• AgoraVox su Twitter
  • RSS
  • Agoravox Mobile

 Home page > Tempo Libero > Sport > Dopo Armstrong anche Bartoli medita il ritorno

Dopo Armstrong anche Bartoli medita il ritorno

La fantastica carriera di Michele Bartoli non poteva concludersi nel 2004 al termine di una stagione segnata dalla sfortuna e dagli incidenti. Il Leoncino delle Fiandre, questo il suo soprannome, non poteva ritirarsi senza una vittoria degna del suo nome.

A ben 39 anni, l’ex re delle classiche, potrebbe tornare in gruppo con la maglia della Isd-Neri, la squadra di Scinto e Cipollini.
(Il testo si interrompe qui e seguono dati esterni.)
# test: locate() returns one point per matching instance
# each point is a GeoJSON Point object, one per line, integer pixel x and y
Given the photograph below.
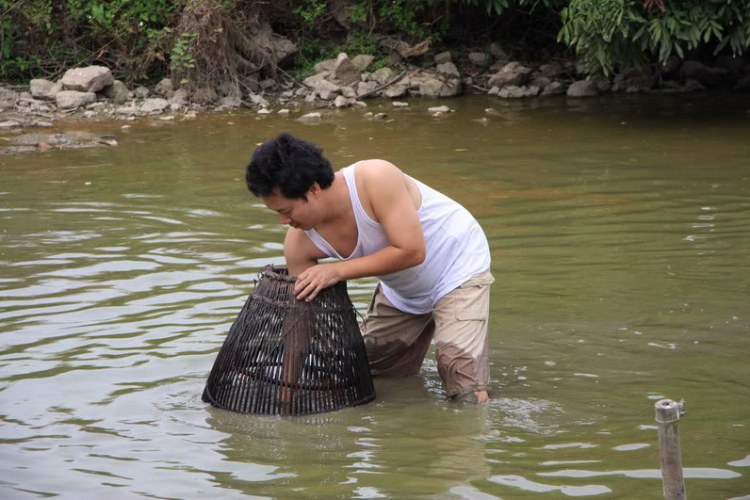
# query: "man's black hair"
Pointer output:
{"type": "Point", "coordinates": [289, 166]}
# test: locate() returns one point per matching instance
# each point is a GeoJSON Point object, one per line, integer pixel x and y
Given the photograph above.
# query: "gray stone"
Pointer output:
{"type": "Point", "coordinates": [430, 87]}
{"type": "Point", "coordinates": [451, 88]}
{"type": "Point", "coordinates": [230, 102]}
{"type": "Point", "coordinates": [448, 69]}
{"type": "Point", "coordinates": [515, 92]}
{"type": "Point", "coordinates": [512, 74]}
{"type": "Point", "coordinates": [383, 75]}
{"type": "Point", "coordinates": [705, 75]}
{"type": "Point", "coordinates": [141, 92]}
{"type": "Point", "coordinates": [555, 88]}
{"type": "Point", "coordinates": [89, 79]}
{"type": "Point", "coordinates": [443, 57]}
{"type": "Point", "coordinates": [118, 92]}
{"type": "Point", "coordinates": [325, 66]}
{"type": "Point", "coordinates": [8, 98]}
{"type": "Point", "coordinates": [479, 59]}
{"type": "Point", "coordinates": [155, 105]}
{"type": "Point", "coordinates": [345, 72]}
{"type": "Point", "coordinates": [164, 88]}
{"type": "Point", "coordinates": [363, 61]}
{"type": "Point", "coordinates": [583, 88]}
{"type": "Point", "coordinates": [204, 96]}
{"type": "Point", "coordinates": [70, 99]}
{"type": "Point", "coordinates": [366, 87]}
{"type": "Point", "coordinates": [44, 89]}
{"type": "Point", "coordinates": [180, 99]}
{"type": "Point", "coordinates": [551, 70]}
{"type": "Point", "coordinates": [396, 91]}
{"type": "Point", "coordinates": [692, 85]}
{"type": "Point", "coordinates": [342, 102]}
{"type": "Point", "coordinates": [310, 117]}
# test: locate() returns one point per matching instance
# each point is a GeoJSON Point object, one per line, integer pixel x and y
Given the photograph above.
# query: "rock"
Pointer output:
{"type": "Point", "coordinates": [348, 92]}
{"type": "Point", "coordinates": [602, 83]}
{"type": "Point", "coordinates": [141, 92]}
{"type": "Point", "coordinates": [443, 57]}
{"type": "Point", "coordinates": [448, 69]}
{"type": "Point", "coordinates": [512, 74]}
{"type": "Point", "coordinates": [310, 117]}
{"type": "Point", "coordinates": [395, 91]}
{"type": "Point", "coordinates": [554, 88]}
{"type": "Point", "coordinates": [118, 92]}
{"type": "Point", "coordinates": [404, 49]}
{"type": "Point", "coordinates": [705, 75]}
{"type": "Point", "coordinates": [204, 96]}
{"type": "Point", "coordinates": [498, 53]}
{"type": "Point", "coordinates": [164, 88]}
{"type": "Point", "coordinates": [583, 88]}
{"type": "Point", "coordinates": [540, 81]}
{"type": "Point", "coordinates": [551, 70]}
{"type": "Point", "coordinates": [130, 109]}
{"type": "Point", "coordinates": [267, 84]}
{"type": "Point", "coordinates": [341, 102]}
{"type": "Point", "coordinates": [451, 88]}
{"type": "Point", "coordinates": [439, 109]}
{"type": "Point", "coordinates": [345, 72]}
{"type": "Point", "coordinates": [70, 99]}
{"type": "Point", "coordinates": [89, 79]}
{"type": "Point", "coordinates": [155, 105]}
{"type": "Point", "coordinates": [383, 75]}
{"type": "Point", "coordinates": [430, 87]}
{"type": "Point", "coordinates": [180, 99]}
{"type": "Point", "coordinates": [325, 66]}
{"type": "Point", "coordinates": [230, 102]}
{"type": "Point", "coordinates": [44, 89]}
{"type": "Point", "coordinates": [515, 92]}
{"type": "Point", "coordinates": [8, 98]}
{"type": "Point", "coordinates": [479, 59]}
{"type": "Point", "coordinates": [363, 61]}
{"type": "Point", "coordinates": [693, 86]}
{"type": "Point", "coordinates": [366, 87]}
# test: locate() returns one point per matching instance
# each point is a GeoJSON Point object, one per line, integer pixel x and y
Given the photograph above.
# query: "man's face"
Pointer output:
{"type": "Point", "coordinates": [294, 212]}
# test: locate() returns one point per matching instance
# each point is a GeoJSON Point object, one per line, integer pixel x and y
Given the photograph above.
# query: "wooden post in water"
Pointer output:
{"type": "Point", "coordinates": [668, 414]}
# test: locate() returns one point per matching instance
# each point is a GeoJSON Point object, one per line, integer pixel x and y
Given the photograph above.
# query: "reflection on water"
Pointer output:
{"type": "Point", "coordinates": [620, 241]}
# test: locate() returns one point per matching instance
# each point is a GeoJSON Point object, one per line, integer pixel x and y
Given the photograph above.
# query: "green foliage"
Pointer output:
{"type": "Point", "coordinates": [311, 11]}
{"type": "Point", "coordinates": [182, 59]}
{"type": "Point", "coordinates": [622, 32]}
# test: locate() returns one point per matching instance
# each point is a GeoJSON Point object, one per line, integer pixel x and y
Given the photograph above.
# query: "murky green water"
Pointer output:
{"type": "Point", "coordinates": [620, 236]}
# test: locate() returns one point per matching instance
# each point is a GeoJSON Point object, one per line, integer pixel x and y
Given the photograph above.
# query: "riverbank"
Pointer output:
{"type": "Point", "coordinates": [92, 93]}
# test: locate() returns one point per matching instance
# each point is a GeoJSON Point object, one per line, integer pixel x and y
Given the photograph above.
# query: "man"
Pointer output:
{"type": "Point", "coordinates": [430, 254]}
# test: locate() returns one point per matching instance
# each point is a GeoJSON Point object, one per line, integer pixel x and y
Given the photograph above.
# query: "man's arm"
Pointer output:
{"type": "Point", "coordinates": [384, 186]}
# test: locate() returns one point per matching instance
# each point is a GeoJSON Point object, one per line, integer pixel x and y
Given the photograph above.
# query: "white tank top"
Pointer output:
{"type": "Point", "coordinates": [456, 249]}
Quest’idea è stata espressa dallo stesso Bartoli in un intervista a La Gazzetta dello Sport, nella quale affermava che il ritorno di Lance Armstrong gli aveva fatto ritrovare quegli stimoli persi nel suo ultimo anno da prof. nella CSC di Bjarne Riis.

Con questo ennesimo ritorno il ciclismo acquista un ulteriore protagonista che sicuramente farà appassionare ancora milioni di persone che si riverseranno sulle strade o si incolleranno davanti al televisore per scoprire se il ciclista pisano riuscirà ancora a piazzare la sua zampata in una classica del Nord, magari proprio in quella Parigi-Roubaix che riuscì a correre solamente una volta a fine carriera.

Lo stile di Bartoli in bici era unico e tutti gli appassionati se lo ricorderanno. Il busto era perfettamente parallelo alla bici tanto che, nell’ombra proiettata a terra, sembravano un’unica cosa. Proprio le ombre però sono il punto debole di Michele Bartoli e, con il suo ritorno all’attività agonistica, escono allo scoperto anche loro. Questa è un’altra analogia tra il corridore pisano e Lance Armstrong, entrambi hanno qualche dubbio da chiarire. Come il corridore texano deve spiegarci il motivo per cui non vuole rianalizzare i campioni a lui prelevati e trovati positivi all’EPO durante il Tour de France del ’99, Bartoli deve chiarire se il nome di Eufemiano Fuentes gli ricorda qualcosa.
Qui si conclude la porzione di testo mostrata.